Lithium and REE: Detroit Auto Show: Audi’s Second Electric e-tron TNR.v, CZX.v, WLC.v, LI.v, RM.v, LMR.v, SQM, FMC,, RES.v, QUC.v, HEV, AONE, F

Audi e-tron was unveiled in Frankfurt.

"We have tested our Next Big Thing idea with Macro View on Micro Cap and we have wrote about Electric cars intensively with our idea of Lithium and REE: How to invest in the Next Big Thing - Electric cars and Green Mobility Revolution. Now it is time to bring Political Will into the picture. We will make a few social economic observations crucial for our investment thesis and recent policies confirming our conclusions."

The Audi e-tron that was unveiled at the Detroit auto show on Monday. It is the second concept Audi has revealed with the e-tron name


"Detroit Auto Show: Audi’s Second Electric e-tron

DETROIT — Audi introduced a second electric car prototype in Detroit today, and it’s a family affair. Like the two-seater sports car Audi showed off recently in Frankfurt and Los Angeles, the new concept is also named e-tron. The automaker is not trying to be confusing, said Michael Dick, a member of Audi’s Management Board, interviewed in Detroit. Audi says that “e-tron” will be the name for a family of electric cars — hopefully to gain the same kind of resonance as “quattro” and “TDI.”
Mr.

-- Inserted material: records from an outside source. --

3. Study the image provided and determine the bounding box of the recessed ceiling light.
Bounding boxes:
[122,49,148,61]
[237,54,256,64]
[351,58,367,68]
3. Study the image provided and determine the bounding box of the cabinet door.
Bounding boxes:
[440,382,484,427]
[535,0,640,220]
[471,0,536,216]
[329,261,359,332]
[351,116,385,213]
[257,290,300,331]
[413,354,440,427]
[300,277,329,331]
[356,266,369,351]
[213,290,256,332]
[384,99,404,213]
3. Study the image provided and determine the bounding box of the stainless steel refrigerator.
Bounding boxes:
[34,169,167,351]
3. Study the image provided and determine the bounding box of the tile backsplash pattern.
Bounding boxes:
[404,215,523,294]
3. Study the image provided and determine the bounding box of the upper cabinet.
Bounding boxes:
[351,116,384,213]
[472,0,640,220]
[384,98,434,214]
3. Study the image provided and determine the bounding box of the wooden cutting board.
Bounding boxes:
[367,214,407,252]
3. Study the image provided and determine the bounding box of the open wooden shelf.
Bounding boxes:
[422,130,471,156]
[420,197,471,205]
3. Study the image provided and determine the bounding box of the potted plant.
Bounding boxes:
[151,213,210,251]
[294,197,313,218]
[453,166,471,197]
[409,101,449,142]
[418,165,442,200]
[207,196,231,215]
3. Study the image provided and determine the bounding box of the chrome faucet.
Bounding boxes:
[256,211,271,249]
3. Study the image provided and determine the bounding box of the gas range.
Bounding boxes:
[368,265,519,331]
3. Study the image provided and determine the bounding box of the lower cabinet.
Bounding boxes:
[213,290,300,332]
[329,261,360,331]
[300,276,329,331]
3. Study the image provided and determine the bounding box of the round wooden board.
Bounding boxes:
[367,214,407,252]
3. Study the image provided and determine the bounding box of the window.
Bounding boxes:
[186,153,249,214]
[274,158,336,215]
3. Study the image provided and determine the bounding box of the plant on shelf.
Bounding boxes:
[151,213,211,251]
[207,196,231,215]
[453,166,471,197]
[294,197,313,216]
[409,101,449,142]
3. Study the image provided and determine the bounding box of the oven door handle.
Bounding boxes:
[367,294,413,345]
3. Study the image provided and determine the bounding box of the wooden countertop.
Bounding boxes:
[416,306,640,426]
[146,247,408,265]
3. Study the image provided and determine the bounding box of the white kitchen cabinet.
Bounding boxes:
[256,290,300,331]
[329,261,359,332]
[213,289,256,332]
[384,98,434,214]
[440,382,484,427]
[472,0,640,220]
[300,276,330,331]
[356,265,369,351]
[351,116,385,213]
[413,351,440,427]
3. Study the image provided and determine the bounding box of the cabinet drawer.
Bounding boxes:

Dick describes the Detroit e-tron as a kind of mini R8, or alternately as the “little brother” of Audi’s other electric e-tron concept. “It is smaller and lighter than the other e-tron, and the technical investment is not so great,” he said. “It is completely new, and something of a scaling exercise from the other car.” The new e-tron, with two electric motors in the rear axle (the other e-tron has four motors), is capable of zero to 62 miles per hour in 5.9 seconds, with speed governed at 124 miles per hour. Range is estimated at 155 miles.
Weighing just under 3,000 pounds (with almost 900 pounds of batteries), the aluminum-and-plastic-bodied, rear-wheel-drive concept car has a combined output of 204 horsepower. A big 45-kilowatt-hour lithium-ion battery pack is behind the passenger compartment and in front of the rear axle.
“It is a little bit wider and flatter than the TT,” says Filip Brabec, general manager of product planning for Audi of America. “The DNA is closer to the R series, so it could be the second member of that family.”
Audi will produce at least 100 of the earlier and larger e-trons in a small series beginning in 2012. After that, Mr. Dick said “the customers will decide what happens next.” Audi seems interested in offering an e-tron to the public, but is unable to estimate the cost of such a production vehicle — other than to admit that it won’t be cheap. The market would be “for customers who like extraordinary and very sporty cars,” Mr. Dick said. “They’d have to be ready to invest a lot of money in a car that shows off all possibilities of the electrification of the automobile.”
That sounds a bit like the Tesla Roadster, and a production-line e-tron could occupy basically the same space in the firmament of electric exotica."